Diesem Vorbringen begegnete die belangte Behörde mit dem Hinweis, im gegenständlichen Zeitraum sei kein Ausgleichsverfahren eröffnet gewesen und der Betrag sei zu gering, um ein nicht ohnehin konkursreifes Unternehmen in eine existenzgefährdende Bedrohung bringen zu können. Erkennbar ging die belangte Behörde somit davon aus, dass die P Ges.m.b.H. in der Lage gewesen wäre, die Kommunalsteuer abzuliefern. Diese Feststellung hätte die belangte Behörde jedoch nicht treffen dürfen, ohne sich mit dem Einwand einer mangelnden Deckung der Kommunalsteuer in den Firmenkonten, den Zahlungsstockungen und dem nachfolgenden Konkursantrag vom zu befassen. Dem Gerichtshof ist somit eine Überprüfung der behördlichen Feststellungen und ihrer Beweiswürdigung auf ihre Schlüssigkeit nicht möglich. In diesem Zusammenhang ist zu bemerken, dass die belangte Behörde ohnedies - aber in unzutreffendem Zusammenhang bei der Strafbemessung - Zahlungsschwierigkeiten der P Ges.m.b.H. angenommen hat.

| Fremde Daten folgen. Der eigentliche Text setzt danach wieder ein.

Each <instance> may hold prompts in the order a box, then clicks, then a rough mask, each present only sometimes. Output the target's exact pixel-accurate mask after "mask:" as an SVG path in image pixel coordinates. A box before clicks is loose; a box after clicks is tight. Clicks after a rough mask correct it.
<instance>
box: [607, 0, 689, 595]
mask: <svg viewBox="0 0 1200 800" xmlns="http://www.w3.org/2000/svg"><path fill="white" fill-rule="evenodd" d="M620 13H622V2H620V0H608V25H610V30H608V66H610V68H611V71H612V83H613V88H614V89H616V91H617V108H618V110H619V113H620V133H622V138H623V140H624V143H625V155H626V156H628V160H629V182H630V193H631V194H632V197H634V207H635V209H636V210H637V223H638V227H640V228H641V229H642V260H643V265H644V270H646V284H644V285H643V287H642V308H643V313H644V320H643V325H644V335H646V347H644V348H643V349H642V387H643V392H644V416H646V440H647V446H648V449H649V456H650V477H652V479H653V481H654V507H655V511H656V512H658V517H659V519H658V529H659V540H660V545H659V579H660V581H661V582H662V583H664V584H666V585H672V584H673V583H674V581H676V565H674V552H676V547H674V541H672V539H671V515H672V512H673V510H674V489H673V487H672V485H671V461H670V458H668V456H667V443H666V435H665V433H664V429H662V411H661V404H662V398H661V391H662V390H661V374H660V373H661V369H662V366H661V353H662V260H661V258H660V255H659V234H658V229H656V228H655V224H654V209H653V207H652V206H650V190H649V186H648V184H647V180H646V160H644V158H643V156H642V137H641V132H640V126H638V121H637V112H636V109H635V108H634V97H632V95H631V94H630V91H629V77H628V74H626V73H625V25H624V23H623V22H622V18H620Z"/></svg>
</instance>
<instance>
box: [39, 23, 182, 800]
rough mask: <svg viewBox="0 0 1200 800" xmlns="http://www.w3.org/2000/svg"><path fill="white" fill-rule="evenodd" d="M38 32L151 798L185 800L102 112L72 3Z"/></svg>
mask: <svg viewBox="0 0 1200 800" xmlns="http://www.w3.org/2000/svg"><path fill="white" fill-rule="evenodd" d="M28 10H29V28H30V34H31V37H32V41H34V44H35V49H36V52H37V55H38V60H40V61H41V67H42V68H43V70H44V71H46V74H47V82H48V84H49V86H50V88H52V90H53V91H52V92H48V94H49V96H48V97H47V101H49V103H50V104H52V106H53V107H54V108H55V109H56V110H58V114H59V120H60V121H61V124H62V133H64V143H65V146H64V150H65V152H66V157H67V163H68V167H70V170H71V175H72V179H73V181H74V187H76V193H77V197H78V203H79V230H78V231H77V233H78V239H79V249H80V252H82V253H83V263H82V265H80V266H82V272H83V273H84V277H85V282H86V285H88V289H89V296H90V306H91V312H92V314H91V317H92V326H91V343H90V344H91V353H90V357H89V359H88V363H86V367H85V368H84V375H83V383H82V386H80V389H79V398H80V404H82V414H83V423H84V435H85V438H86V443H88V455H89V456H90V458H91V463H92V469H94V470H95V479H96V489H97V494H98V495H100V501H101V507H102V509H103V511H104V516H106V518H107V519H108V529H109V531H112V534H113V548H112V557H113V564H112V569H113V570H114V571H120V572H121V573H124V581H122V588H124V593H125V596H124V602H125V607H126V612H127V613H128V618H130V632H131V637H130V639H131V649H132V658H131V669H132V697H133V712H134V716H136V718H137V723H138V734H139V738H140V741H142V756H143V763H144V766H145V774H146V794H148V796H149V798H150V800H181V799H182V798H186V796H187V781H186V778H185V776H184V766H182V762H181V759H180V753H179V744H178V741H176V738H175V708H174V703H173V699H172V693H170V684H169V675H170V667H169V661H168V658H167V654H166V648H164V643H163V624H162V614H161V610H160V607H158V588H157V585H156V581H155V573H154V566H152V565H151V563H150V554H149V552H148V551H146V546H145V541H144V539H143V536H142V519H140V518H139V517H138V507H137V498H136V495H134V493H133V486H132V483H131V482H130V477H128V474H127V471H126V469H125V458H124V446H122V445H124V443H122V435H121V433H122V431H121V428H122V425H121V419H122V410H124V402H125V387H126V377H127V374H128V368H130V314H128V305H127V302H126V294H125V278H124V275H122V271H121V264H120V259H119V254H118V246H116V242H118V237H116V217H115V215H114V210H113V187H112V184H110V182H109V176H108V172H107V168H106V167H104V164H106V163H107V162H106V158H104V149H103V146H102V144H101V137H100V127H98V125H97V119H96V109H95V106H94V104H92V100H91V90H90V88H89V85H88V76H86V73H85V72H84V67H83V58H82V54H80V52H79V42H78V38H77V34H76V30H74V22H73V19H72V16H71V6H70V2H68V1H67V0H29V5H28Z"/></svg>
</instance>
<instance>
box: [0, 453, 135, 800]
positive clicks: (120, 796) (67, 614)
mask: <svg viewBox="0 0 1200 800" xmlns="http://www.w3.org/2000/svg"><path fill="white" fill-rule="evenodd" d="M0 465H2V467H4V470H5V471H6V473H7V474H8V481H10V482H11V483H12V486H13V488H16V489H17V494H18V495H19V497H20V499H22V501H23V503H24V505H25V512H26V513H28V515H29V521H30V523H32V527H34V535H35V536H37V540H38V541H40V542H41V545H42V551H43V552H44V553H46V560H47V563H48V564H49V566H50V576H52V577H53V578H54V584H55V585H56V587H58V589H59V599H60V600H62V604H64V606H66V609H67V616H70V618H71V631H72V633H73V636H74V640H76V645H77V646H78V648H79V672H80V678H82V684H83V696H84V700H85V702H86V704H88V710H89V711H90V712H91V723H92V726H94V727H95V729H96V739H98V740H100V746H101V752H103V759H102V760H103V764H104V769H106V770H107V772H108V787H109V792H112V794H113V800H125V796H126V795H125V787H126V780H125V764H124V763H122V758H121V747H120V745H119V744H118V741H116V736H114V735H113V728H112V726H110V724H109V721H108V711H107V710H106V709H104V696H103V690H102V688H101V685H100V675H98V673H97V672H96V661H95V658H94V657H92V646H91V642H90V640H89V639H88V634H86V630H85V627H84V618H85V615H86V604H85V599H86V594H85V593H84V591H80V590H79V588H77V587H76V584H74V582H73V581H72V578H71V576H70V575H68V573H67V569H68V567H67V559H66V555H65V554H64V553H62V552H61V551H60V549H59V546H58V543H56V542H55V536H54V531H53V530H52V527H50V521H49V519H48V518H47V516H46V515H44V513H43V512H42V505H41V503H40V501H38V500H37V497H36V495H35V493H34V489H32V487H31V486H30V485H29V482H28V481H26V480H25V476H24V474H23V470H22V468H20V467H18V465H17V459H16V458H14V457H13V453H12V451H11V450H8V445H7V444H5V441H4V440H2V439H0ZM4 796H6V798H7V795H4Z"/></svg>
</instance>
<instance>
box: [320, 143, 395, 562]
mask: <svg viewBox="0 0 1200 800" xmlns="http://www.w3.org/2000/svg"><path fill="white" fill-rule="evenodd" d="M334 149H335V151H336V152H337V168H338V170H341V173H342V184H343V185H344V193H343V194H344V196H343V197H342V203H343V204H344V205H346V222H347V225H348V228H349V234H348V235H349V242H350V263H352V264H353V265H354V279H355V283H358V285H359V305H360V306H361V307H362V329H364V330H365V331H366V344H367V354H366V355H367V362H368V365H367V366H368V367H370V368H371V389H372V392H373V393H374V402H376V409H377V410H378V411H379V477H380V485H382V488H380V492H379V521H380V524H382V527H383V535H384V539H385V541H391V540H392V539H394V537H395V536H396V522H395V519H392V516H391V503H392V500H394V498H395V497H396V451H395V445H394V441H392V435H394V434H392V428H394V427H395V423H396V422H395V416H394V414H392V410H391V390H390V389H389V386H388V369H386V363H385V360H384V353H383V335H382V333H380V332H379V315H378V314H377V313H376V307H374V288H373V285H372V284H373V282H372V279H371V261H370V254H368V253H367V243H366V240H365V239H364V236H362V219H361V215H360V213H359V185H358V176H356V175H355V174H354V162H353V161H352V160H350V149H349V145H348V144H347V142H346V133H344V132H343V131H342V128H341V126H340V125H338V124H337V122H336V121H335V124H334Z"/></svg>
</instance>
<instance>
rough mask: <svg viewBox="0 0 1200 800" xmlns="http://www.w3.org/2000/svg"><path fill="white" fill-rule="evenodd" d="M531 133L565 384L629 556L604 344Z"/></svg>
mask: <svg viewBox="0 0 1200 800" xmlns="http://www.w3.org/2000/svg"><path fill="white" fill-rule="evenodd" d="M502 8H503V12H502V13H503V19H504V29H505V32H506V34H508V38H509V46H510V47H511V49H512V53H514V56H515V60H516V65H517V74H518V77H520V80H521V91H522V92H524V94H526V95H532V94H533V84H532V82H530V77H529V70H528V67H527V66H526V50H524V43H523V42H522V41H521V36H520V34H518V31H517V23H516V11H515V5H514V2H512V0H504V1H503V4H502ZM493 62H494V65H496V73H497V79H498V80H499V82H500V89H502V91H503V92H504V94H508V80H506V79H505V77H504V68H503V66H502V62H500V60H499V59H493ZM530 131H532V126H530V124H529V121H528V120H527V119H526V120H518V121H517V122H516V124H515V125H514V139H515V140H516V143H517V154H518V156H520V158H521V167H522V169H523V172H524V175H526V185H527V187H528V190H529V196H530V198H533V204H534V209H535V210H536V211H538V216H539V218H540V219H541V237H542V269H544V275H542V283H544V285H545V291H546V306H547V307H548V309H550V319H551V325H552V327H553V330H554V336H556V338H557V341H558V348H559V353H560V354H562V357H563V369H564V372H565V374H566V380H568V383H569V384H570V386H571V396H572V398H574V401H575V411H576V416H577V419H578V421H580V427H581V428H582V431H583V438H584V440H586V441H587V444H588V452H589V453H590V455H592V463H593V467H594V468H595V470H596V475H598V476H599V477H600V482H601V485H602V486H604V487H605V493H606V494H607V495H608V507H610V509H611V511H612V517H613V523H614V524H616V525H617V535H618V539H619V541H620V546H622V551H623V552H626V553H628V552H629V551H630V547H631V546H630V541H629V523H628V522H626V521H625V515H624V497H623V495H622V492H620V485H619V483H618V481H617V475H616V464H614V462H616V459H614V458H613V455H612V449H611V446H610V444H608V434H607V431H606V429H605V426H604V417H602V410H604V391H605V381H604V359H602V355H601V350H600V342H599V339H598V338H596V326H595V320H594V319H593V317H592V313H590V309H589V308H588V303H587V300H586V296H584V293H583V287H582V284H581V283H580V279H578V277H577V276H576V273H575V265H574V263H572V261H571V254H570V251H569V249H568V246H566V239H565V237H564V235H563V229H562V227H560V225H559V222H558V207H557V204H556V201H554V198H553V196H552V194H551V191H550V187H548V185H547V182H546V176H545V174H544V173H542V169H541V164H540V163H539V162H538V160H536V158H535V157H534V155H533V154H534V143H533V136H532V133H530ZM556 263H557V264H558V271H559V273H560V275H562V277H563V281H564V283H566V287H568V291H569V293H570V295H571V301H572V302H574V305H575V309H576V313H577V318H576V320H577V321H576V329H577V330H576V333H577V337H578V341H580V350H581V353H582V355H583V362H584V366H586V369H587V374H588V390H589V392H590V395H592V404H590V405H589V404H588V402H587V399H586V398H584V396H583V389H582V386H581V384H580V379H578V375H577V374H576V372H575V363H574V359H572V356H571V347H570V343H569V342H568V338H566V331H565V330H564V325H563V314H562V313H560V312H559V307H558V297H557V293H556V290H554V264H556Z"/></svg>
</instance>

Letztlich sei bemerkt, dass der Beschwerdeführer nicht - wie im Straferkenntnis bezeichnet - "Steuerschuldner hinsichtlich der Kommunalsteuer auf die Arbeitslöhne" gewesen ist. Wie aus der übrigen Bescheidbegründung hervorgeht, haben die Behörden aber richtig angenommen, dass der Beschwerdeführer gemäß § 9 Abs. 1 VStG als handelsrechtlicher Geschäftsführer der P Ges.m.b.H. die Verantwortung für die Einbringung der Kommunalsteuer zu tragen hat (vgl. auch dazu das zitierte Erkenntnis Zl. 99/14/0273).
Nach dem oben Gesagten war der angefochtene Bescheid wegen Rechtswidrigkeit infolge Verletzung von Verfahrensvorschriften gemäß § 42 Abs. 2 Z. 3 VwGG aufzuheben.
Für das fortzusetzende Verfahren sei darauf hingewiesen, dass der Verfassungsgerichtshof mit Erkenntnis vom , G 110/02 u.a., ausgesprochen hat, dass § 15 KommStG in der hier anzuwendenden Fassung verfassungswidrig war und die Bestimmung nicht mehr anzuwenden ist.
Die Kostenentscheidung beruht auf den §§ 47 ff VwGG iVm der VwGH-Aufwandersatzverordnung 2003.